Die insgesamt elf Weggänge stehen letztlich vor allem für die schmerzliche Erkenntnis, dass nichts mehr übrig ist vom bei der Mitgliederversammlung 2019 noch so stolz präsentierten "Werder-Weg": Sportchef Baumann wollte mit Trainer Kohfeldt eine lange Linie zeichnen, dem Verein eine Philosophie verpassen und auch durch sportliche Täler schreiten. Kurz vor dem Abstieg griffen dann aber doch die Mechanismen der Branche. Kohfeldt wurde freigestellt und die Route unwiderruflich verlassen.

Aufsichtsratschef Marco Bode macht Platz für einen "Neuanfang"

Das neue Narrativ heißt "Wiederaufbau statt Wiederaufstieg", wie der neue Werder-Coach Markus Anfang fast mantraartig wiederholt, damit die hohe Erwartungshaltung an der Weser in moderate Bahnen kanalisiert wird. Vor Pfiffen im eigenen Stadion hat das die Mannschaft nicht bewahrt, aber es gibt auch Anhänger, die alle bis zum Transferschluss am 31. August eingesammelten Punkte als Bonuszähler begreifen. In der Tabelle stehen die Bremer derzeit immerhin vor Schalke und dem Hamburger SV, den beiden anderen abgestürzten Institutionen auf der deutschen Fußballlandkarte.

Ein Hauch von Zuversicht ist an die Weser auch deshalb zurückgekehrt, weil der Kader - im Rahmen der Möglichkeiten - nach den Präferenzen von Trainer Anfang zusammengestellt wurde. Die Verteidiger Lars Lukas Mai und Nicolai Rapp kennt er zum Beispiel von einer vorherigen Station in Darmstadt.
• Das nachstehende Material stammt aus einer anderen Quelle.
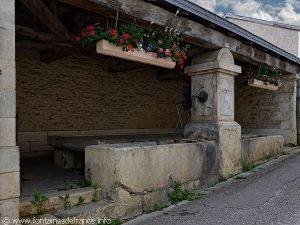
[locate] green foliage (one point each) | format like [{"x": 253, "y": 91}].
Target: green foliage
[
  {"x": 39, "y": 199},
  {"x": 222, "y": 178},
  {"x": 66, "y": 201},
  {"x": 96, "y": 193},
  {"x": 178, "y": 194},
  {"x": 131, "y": 37},
  {"x": 112, "y": 222},
  {"x": 159, "y": 206},
  {"x": 87, "y": 182},
  {"x": 248, "y": 167},
  {"x": 240, "y": 177},
  {"x": 268, "y": 76},
  {"x": 65, "y": 187},
  {"x": 80, "y": 200}
]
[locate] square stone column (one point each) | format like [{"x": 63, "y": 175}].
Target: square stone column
[
  {"x": 212, "y": 76},
  {"x": 9, "y": 153}
]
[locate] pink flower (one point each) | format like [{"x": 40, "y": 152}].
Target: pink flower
[
  {"x": 167, "y": 52},
  {"x": 92, "y": 33},
  {"x": 126, "y": 36},
  {"x": 77, "y": 38},
  {"x": 114, "y": 33},
  {"x": 90, "y": 28}
]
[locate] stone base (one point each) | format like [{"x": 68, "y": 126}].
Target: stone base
[
  {"x": 259, "y": 148},
  {"x": 227, "y": 135},
  {"x": 139, "y": 167}
]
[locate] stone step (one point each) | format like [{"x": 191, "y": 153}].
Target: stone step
[{"x": 54, "y": 202}]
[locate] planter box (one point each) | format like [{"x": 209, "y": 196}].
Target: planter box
[
  {"x": 105, "y": 48},
  {"x": 261, "y": 84}
]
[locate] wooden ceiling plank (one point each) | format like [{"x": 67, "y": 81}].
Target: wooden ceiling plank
[
  {"x": 29, "y": 32},
  {"x": 40, "y": 10}
]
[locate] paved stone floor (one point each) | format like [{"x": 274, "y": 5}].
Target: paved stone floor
[
  {"x": 40, "y": 174},
  {"x": 270, "y": 196}
]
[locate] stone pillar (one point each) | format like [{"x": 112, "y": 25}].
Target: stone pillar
[
  {"x": 213, "y": 72},
  {"x": 9, "y": 153}
]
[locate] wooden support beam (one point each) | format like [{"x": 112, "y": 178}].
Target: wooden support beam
[
  {"x": 29, "y": 32},
  {"x": 193, "y": 31},
  {"x": 40, "y": 10},
  {"x": 27, "y": 44}
]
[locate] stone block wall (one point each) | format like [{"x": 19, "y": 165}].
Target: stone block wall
[
  {"x": 76, "y": 94},
  {"x": 9, "y": 153},
  {"x": 267, "y": 112}
]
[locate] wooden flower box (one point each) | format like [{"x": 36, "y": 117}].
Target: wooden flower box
[
  {"x": 105, "y": 48},
  {"x": 262, "y": 84}
]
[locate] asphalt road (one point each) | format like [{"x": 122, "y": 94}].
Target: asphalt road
[{"x": 270, "y": 196}]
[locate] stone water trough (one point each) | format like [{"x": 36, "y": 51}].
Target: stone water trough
[{"x": 146, "y": 169}]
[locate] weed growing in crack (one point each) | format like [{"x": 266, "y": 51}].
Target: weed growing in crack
[
  {"x": 39, "y": 199},
  {"x": 178, "y": 194},
  {"x": 66, "y": 201},
  {"x": 159, "y": 206},
  {"x": 248, "y": 167}
]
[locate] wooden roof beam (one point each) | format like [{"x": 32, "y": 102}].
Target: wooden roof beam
[
  {"x": 40, "y": 10},
  {"x": 29, "y": 32},
  {"x": 141, "y": 10}
]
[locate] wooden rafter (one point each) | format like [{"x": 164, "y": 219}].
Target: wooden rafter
[
  {"x": 29, "y": 32},
  {"x": 40, "y": 10},
  {"x": 194, "y": 32}
]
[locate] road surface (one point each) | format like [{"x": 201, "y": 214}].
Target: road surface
[{"x": 270, "y": 196}]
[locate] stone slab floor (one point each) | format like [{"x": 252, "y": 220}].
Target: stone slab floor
[
  {"x": 270, "y": 196},
  {"x": 40, "y": 174}
]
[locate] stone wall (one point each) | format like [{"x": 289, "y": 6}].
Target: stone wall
[
  {"x": 77, "y": 94},
  {"x": 9, "y": 153},
  {"x": 267, "y": 112}
]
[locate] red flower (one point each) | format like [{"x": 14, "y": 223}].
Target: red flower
[
  {"x": 90, "y": 28},
  {"x": 185, "y": 56},
  {"x": 77, "y": 38},
  {"x": 92, "y": 33},
  {"x": 127, "y": 36},
  {"x": 114, "y": 33},
  {"x": 130, "y": 47}
]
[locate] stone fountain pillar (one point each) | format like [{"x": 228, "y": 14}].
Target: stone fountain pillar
[{"x": 212, "y": 76}]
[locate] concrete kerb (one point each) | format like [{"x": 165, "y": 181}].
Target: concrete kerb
[{"x": 289, "y": 151}]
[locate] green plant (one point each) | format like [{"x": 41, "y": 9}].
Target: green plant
[
  {"x": 159, "y": 206},
  {"x": 111, "y": 222},
  {"x": 80, "y": 200},
  {"x": 248, "y": 167},
  {"x": 39, "y": 199},
  {"x": 268, "y": 76},
  {"x": 240, "y": 177},
  {"x": 178, "y": 194},
  {"x": 87, "y": 181},
  {"x": 222, "y": 178},
  {"x": 65, "y": 187},
  {"x": 66, "y": 201},
  {"x": 96, "y": 193},
  {"x": 129, "y": 37}
]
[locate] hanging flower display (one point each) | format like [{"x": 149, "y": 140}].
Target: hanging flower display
[{"x": 132, "y": 38}]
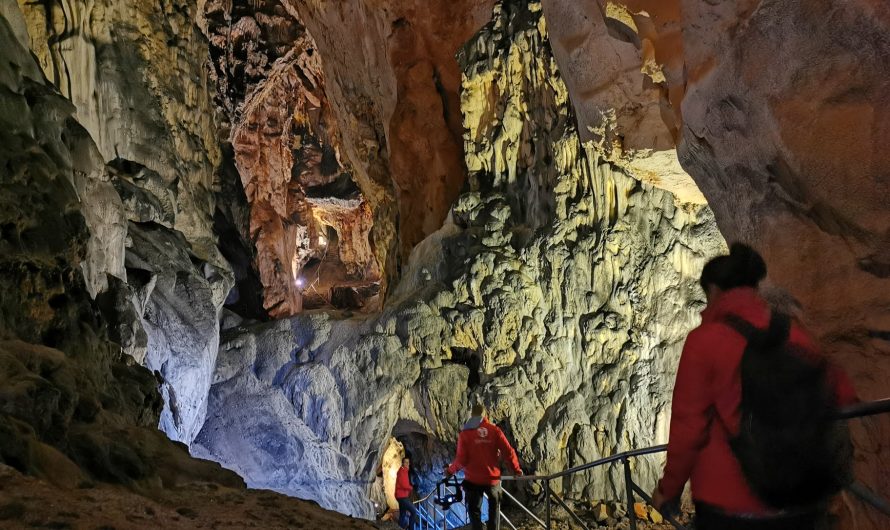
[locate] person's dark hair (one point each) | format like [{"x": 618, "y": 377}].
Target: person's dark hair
[{"x": 743, "y": 267}]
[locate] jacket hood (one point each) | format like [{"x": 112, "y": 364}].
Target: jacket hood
[
  {"x": 744, "y": 302},
  {"x": 473, "y": 423}
]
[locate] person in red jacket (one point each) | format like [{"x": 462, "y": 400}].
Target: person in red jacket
[
  {"x": 408, "y": 517},
  {"x": 707, "y": 395},
  {"x": 481, "y": 447}
]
Und Stürmer Marvin Ducksch, der für 3,5 Millionen aus Hannover verpflichtete Königstransfer, ist eine alte Bekanntschaft aus gemeinsamen Zeiten in Kiel. Unter Anfang wurde Ducksch, 27, damals Zweitliga-Torschützenkönig, bei seinem Debüt für Werder am vergangenen Sonntag traf er zweimal beim 3:0-Heimsieg gegen Hansa Rostock. Danach war im Weserstadion seit langer Zeit mal wieder Applaus zu hören.

Doch das ist der Sport, bei der Mitgliederversammlung geht es auch um Grundsätzliches: Der Aufsichtsratsboss Marco Bode, einst Europapokalstürmer bei Werder, wird seinen Posten nach neun Jahren abgeben und somit den benötigten "Neuanfang" ermöglichen. Überdies sagte Bode im Interview mit dem Kicker, dass der von ihm in der Vergangenheit stets protegierte Sportchef Baumann eine Chance verdiene, "die Sache wiedergutzumachen". Ein erstes Stimmungsbild gibt es dann am Sonntag, wenn das Bremer Scherbengericht tagt.